I am a writer, and I have Saturday morning deadlines, which means my Friday nights are spent hermetically sealed off from the world, typing away and staring at my computer screen. If I get sick of my office, I go to a cafe near my apartment. It is open 24 hours, mostly serving the employees of New York Presbyterian Hospital, which is right across the street.
Dre holds the place down from 9 pm to 6 am. Dre is from Brooklyn, by way of Jamaica.
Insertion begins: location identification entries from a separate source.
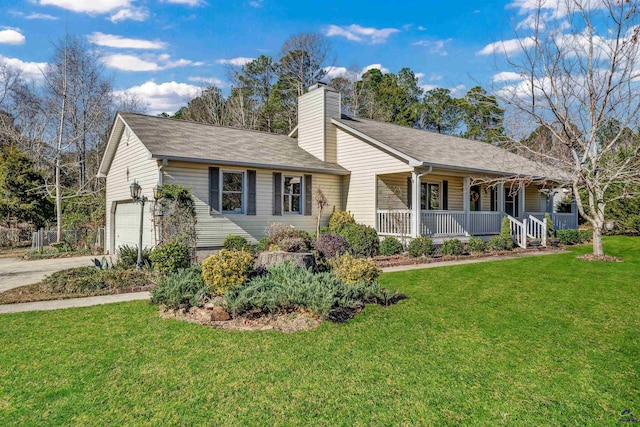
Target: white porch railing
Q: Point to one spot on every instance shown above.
(537, 229)
(561, 221)
(481, 223)
(518, 231)
(394, 222)
(443, 223)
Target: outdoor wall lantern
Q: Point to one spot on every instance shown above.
(136, 195)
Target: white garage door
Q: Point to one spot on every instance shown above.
(127, 225)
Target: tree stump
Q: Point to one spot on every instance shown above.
(301, 259)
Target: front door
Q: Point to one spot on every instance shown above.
(511, 202)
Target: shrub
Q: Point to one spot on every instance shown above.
(331, 245)
(499, 243)
(170, 257)
(233, 242)
(287, 287)
(276, 232)
(475, 245)
(452, 247)
(363, 240)
(354, 270)
(293, 244)
(390, 246)
(181, 289)
(90, 280)
(338, 220)
(128, 256)
(568, 237)
(585, 235)
(420, 246)
(228, 269)
(262, 245)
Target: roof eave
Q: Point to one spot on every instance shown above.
(340, 171)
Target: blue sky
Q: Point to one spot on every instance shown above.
(164, 50)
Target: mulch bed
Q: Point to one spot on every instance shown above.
(285, 322)
(601, 258)
(39, 292)
(398, 260)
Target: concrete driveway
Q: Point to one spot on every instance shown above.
(15, 272)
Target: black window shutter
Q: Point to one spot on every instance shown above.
(445, 195)
(214, 190)
(277, 193)
(308, 195)
(251, 193)
(493, 199)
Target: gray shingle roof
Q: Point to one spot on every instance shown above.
(190, 141)
(444, 150)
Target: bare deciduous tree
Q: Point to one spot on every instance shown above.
(302, 59)
(580, 71)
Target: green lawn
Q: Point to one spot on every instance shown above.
(538, 341)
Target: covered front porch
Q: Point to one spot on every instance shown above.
(449, 205)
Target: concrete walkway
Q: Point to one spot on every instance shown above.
(72, 303)
(470, 261)
(16, 272)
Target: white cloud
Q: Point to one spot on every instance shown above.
(42, 16)
(30, 70)
(88, 6)
(138, 14)
(374, 66)
(238, 62)
(164, 97)
(111, 40)
(457, 90)
(208, 80)
(506, 76)
(335, 72)
(507, 46)
(186, 2)
(435, 46)
(11, 36)
(147, 63)
(358, 33)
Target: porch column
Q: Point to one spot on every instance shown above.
(466, 202)
(521, 193)
(416, 223)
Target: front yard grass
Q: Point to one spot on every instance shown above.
(536, 341)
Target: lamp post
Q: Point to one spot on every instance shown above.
(136, 195)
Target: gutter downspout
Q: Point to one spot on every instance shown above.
(416, 224)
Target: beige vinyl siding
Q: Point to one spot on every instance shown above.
(213, 229)
(131, 163)
(331, 109)
(311, 122)
(392, 191)
(534, 201)
(455, 188)
(364, 162)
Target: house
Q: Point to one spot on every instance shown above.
(402, 181)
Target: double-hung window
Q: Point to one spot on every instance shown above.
(232, 192)
(431, 197)
(292, 195)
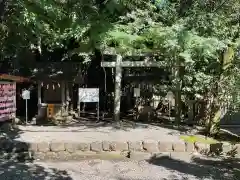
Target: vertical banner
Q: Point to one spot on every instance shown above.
(7, 100)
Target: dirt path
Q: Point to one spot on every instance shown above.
(162, 168)
(91, 134)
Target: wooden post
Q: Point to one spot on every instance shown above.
(118, 79)
(67, 97)
(191, 105)
(63, 97)
(39, 93)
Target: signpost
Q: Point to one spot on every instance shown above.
(26, 97)
(86, 95)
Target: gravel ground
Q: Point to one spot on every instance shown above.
(161, 168)
(91, 134)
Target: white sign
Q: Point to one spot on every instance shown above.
(88, 94)
(26, 94)
(171, 98)
(136, 92)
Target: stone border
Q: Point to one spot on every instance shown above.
(116, 146)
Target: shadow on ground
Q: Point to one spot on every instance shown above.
(228, 169)
(16, 165)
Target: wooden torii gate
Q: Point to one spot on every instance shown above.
(118, 65)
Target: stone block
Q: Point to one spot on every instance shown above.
(135, 146)
(43, 147)
(106, 145)
(71, 147)
(57, 146)
(118, 146)
(179, 147)
(216, 148)
(21, 146)
(150, 146)
(202, 147)
(140, 155)
(189, 147)
(6, 145)
(33, 147)
(64, 155)
(165, 146)
(84, 146)
(96, 146)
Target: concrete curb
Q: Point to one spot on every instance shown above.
(116, 146)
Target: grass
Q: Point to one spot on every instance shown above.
(199, 139)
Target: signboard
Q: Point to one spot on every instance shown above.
(88, 94)
(136, 92)
(50, 110)
(26, 94)
(171, 98)
(7, 100)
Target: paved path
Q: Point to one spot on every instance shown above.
(163, 168)
(91, 134)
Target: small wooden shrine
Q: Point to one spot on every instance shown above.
(8, 96)
(55, 87)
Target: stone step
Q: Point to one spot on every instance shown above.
(116, 146)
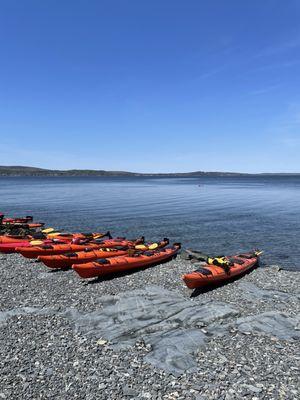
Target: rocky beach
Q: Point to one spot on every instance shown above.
(143, 336)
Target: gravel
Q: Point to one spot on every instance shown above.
(44, 356)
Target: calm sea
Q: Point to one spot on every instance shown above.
(217, 215)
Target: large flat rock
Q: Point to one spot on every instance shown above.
(170, 325)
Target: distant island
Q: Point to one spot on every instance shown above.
(33, 171)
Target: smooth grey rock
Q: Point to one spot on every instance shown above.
(163, 319)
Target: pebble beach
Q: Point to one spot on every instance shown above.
(47, 351)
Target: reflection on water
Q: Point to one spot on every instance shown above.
(221, 214)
It takes him an hour and a half to commute to Washington Heights, and he has at least five other jobs–he’s a bartender, a freelance photographer, a DJ, and a student.
Here, at the cafe, Dre is a one-man show, making wraps, slinging sandwiches, being the barista, and providing the music.
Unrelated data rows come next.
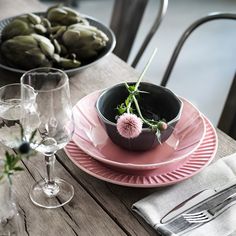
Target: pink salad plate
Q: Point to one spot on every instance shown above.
(190, 165)
(91, 137)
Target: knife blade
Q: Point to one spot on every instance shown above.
(187, 204)
(197, 199)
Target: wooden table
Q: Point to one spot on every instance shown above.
(98, 207)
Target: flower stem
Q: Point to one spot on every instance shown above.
(145, 69)
(140, 113)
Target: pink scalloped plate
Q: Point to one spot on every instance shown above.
(191, 165)
(91, 137)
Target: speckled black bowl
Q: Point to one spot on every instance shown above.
(159, 102)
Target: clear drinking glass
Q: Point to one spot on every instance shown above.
(50, 114)
(10, 99)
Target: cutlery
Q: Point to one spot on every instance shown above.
(187, 204)
(209, 214)
(209, 197)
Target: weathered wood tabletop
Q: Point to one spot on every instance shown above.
(98, 207)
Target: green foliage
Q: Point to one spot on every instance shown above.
(11, 161)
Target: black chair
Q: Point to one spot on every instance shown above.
(227, 121)
(126, 18)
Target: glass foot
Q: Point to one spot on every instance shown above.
(40, 197)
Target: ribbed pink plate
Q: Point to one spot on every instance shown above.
(92, 138)
(190, 166)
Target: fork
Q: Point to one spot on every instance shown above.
(209, 214)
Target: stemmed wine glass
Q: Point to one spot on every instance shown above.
(50, 114)
(10, 99)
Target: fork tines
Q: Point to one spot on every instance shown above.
(198, 217)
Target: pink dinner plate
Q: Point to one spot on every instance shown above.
(91, 137)
(190, 166)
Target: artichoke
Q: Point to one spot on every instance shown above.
(84, 40)
(24, 25)
(28, 51)
(60, 15)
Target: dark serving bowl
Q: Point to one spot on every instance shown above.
(158, 103)
(106, 51)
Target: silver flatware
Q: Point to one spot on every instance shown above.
(187, 204)
(209, 214)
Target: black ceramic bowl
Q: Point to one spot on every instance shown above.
(158, 103)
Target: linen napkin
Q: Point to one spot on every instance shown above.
(219, 174)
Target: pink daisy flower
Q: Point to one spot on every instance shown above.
(129, 125)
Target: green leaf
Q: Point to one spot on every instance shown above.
(21, 132)
(121, 109)
(131, 88)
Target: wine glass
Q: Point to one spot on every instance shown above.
(50, 114)
(10, 111)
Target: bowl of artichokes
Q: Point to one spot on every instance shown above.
(60, 38)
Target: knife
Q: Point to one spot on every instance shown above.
(197, 199)
(187, 204)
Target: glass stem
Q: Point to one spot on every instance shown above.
(50, 161)
(50, 188)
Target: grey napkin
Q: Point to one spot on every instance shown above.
(154, 207)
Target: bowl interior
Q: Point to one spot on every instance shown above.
(106, 51)
(157, 103)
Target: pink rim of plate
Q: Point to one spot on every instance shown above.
(86, 117)
(192, 165)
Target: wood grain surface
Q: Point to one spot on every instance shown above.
(98, 207)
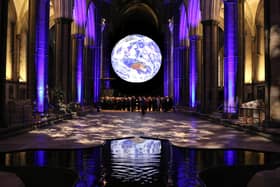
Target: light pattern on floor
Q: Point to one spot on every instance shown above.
(180, 129)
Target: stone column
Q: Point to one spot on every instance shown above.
(210, 66)
(3, 41)
(260, 66)
(230, 56)
(38, 53)
(78, 68)
(168, 59)
(183, 78)
(194, 70)
(88, 72)
(272, 62)
(63, 19)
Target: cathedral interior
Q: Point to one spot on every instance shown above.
(217, 58)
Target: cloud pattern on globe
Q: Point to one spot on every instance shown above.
(136, 58)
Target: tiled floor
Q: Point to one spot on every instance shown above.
(179, 128)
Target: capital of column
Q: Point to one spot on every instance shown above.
(76, 29)
(89, 42)
(63, 20)
(78, 36)
(195, 37)
(210, 22)
(63, 9)
(230, 1)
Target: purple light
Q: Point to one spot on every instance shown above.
(90, 27)
(79, 73)
(194, 14)
(183, 32)
(41, 53)
(192, 69)
(40, 158)
(231, 56)
(79, 12)
(96, 91)
(229, 157)
(166, 78)
(176, 74)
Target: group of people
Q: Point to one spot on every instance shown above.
(140, 103)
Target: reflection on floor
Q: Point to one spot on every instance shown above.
(136, 162)
(92, 130)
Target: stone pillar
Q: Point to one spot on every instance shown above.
(259, 72)
(3, 41)
(272, 61)
(78, 68)
(194, 71)
(88, 72)
(38, 53)
(96, 75)
(230, 56)
(210, 66)
(63, 19)
(168, 59)
(240, 89)
(183, 78)
(62, 56)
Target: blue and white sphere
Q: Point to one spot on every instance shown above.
(136, 58)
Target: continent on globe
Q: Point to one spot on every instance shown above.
(136, 58)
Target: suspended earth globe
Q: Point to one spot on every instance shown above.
(136, 58)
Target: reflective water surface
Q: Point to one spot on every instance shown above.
(137, 162)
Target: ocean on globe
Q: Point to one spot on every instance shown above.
(136, 58)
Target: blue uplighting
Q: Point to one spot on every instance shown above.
(183, 29)
(90, 26)
(39, 157)
(193, 71)
(79, 78)
(230, 157)
(96, 70)
(194, 13)
(41, 54)
(80, 12)
(231, 56)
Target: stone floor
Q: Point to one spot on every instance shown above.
(179, 128)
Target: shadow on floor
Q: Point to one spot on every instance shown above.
(231, 176)
(44, 176)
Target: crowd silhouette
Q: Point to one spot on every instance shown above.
(137, 103)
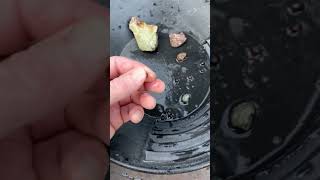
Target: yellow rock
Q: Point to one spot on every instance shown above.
(145, 34)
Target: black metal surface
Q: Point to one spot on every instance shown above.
(174, 137)
(267, 50)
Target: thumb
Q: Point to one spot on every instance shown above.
(126, 84)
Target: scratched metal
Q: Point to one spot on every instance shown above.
(264, 51)
(174, 137)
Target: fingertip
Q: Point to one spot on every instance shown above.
(136, 114)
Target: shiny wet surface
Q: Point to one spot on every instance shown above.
(266, 51)
(188, 78)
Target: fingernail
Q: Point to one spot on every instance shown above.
(139, 74)
(137, 116)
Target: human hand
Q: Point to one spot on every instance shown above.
(52, 108)
(129, 86)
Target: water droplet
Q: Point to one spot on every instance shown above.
(124, 174)
(249, 83)
(163, 117)
(276, 140)
(190, 78)
(184, 99)
(295, 9)
(224, 85)
(176, 81)
(294, 31)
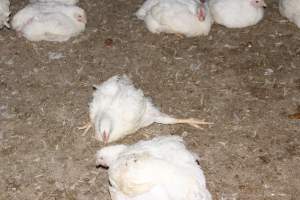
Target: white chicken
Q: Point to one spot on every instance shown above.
(4, 13)
(119, 109)
(68, 2)
(49, 21)
(237, 13)
(291, 10)
(188, 17)
(161, 168)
Amazingly, Dre doesn’t drink coffee. Instead, he stays awake on a blend of Jamaican tunes. Indeed, if it weren’t for the steady stream of vigorous dance hall and reggae music streaming from overhead, and a latte at my side, my mind would have drifted into a catatonic oblivion, and deep pools of saliva would have gathered on my keyboard a long time ago. Lobotomy by pixilation is what I like to call it.
Most of the patrons look like they have gone through hell in a hand basket. They come in wearing wrinkled scrubs and blank stares, like zombie extras on Walking Dead–or like they’ve just beaten back a zombie attack, and are looking for fortification to stave off the next one. That’s what a night in a city hospital will do to you.
Dre has compassion for these folks, these working stiffs who clean out bedpans, peel dying junkies off the street, or who might have just finished a triple bypass surgery at four in the morning.
“It is my job to keep them awake. I tell them to feel free to come in here and scream,” he once told me.
Some of the Working Dead visibly come back to life and shuffle about discreetly to Sean John as they wait for their midnight sandwiches to be made. The music gets raunchier as the minutes turn to hours. I know I wouldn’t possibly be able to meet any of my deadlines if I knew how to twerk, but I still can’t think of a better place to work on a Friday night.
A fraction of the patrons are the homeless people who live at a shelter right next door. And there are some people, like me, who bring a computer, a charger, order a coffee, and spend the night, or “pitch a tent,” as Dre puts it.
With the shelter and the hospital both in close proximity–and the EMS bay station directly across the street, there’s so many different situations and people that a 24-hour cafe can witness at 4 or 5 in the morning.
But Dre does his best to make the most of his own situation, and with his music, does his best to create a festive atmosphere. When he doesn’t think anyone is looking he breaks out in dance, waving his arms about, pointing to no one in particular and mouthing the words to his favorite songs.
I don’t feel so bad about being here, finishing articles on a Friday night. Misery loves company, and I’ve got plenty of it. Dre clearly would rather be elsewhere, and I’m sure these hospital workers can think of 5,001 things they would prefer to do instead of dealing with the flesh, blood and bodily fluids of New York City.
But as I listen to Sister Nancy, I realize things are never so bad as they seem. At least I’m not having a triple bypass surgery.